Eine der großen Fragen der nächsten Tage wird nun sein, wie sich Recep Tayyip Erdogan verhält. Der türkische Präsident hatte die Rebellen unterstützt, weil er auf eine neue Ordnung in Damaskus hofft, damit möglichst viele der drei Millionen syrischen Flüchtlinge aus der Türkei zurückkehren. Nicht nur in Deutschland ist die Migration ein großes Thema, auch in der Türkei muss sich der Präsident viel Kritik deshalb anhören. Es liegt auch an Erdogan, ob bei der Neuordnung Syriens russische Interessen berücksichtigt werden, allen voran auf den Militärstützpunkten im Land. Spannungen zwischen Moskau und Ankara könnten sich bis in die Ukraine auswirken, wo die Türkei als Vermittler fungiert hat, beispielsweise bei den Getreideabkommen.
Zweiter großer Verlierer des Assad-Sturzes ist der Iran: Syrien galt als wichtiger Korridor für das Mullah-Regime bei der Unterstützung der Hisbollah-Miliz im Libanon. Deren Widerstand gegen den verhassten Erzfeind Israel ist bereits nach den Schlägen der Israelis gegen ihre Kommandostruktur stark geschwächt. Nun hatten weder Teheran noch die Hisbollah die Kraft, Assad zu Hilfe zu kommen.

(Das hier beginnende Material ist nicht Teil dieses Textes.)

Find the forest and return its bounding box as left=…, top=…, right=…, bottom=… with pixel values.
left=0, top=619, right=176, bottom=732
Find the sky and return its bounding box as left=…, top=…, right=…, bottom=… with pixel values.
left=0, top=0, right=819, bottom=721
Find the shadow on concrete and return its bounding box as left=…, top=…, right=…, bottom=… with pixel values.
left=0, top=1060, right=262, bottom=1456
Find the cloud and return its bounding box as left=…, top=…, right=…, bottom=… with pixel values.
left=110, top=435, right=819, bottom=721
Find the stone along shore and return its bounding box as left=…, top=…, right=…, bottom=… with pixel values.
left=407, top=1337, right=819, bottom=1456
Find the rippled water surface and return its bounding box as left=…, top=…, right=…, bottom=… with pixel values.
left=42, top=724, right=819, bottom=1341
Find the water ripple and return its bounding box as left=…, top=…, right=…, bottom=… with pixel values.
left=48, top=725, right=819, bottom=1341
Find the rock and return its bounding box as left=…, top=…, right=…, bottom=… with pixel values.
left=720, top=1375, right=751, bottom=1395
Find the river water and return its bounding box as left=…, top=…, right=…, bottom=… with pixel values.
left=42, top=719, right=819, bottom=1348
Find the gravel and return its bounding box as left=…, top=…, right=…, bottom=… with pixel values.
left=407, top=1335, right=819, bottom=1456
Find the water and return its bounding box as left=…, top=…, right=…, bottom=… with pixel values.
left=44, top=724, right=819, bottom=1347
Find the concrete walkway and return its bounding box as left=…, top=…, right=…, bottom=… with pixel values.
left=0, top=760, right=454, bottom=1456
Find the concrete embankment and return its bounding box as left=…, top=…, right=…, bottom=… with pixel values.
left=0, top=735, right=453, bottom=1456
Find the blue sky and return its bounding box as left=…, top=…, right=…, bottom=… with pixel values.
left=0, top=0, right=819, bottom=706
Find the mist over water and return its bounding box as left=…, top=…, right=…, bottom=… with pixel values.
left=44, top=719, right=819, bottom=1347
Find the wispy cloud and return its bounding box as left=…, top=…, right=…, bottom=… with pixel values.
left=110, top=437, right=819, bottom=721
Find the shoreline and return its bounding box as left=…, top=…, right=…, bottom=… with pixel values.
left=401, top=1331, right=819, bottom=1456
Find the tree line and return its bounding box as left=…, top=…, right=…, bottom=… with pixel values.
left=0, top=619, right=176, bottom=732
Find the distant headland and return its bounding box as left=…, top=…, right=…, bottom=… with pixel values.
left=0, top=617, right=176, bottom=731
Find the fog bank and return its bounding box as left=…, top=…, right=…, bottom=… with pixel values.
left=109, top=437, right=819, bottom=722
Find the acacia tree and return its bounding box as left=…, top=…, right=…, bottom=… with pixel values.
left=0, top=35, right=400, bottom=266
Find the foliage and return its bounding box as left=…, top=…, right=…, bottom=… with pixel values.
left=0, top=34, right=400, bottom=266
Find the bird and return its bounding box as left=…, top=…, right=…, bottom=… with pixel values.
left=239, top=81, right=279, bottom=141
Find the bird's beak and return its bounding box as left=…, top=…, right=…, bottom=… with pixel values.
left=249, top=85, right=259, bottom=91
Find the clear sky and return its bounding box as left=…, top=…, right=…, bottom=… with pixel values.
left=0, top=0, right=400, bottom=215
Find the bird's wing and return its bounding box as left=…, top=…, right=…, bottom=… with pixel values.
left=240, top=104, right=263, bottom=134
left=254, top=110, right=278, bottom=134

Wohin Syrien nun treibt, ist völlig offen. Das Land erlebt seine Stunde Null, auf den Straßen wird über Religionen und Konfessionen hinweg gefeiert. Ob der angeblich geläuterte Extremist Abu Mohammed al-Dscholani aber ein freies Land aufbaut, in das auch viele der eine Million nach Deutschland geflohenen Syrer zurückkehren könnten, muss man bezweifeln. Man erinnert sich an Irak oder Libyen, wo der Sturz von Diktatoren in neuen Kämpfen und Chaos endete. Überall im Land gibt es Waffen, auch chemische. Dass sie schweigen, ist leider unwahrscheinlich.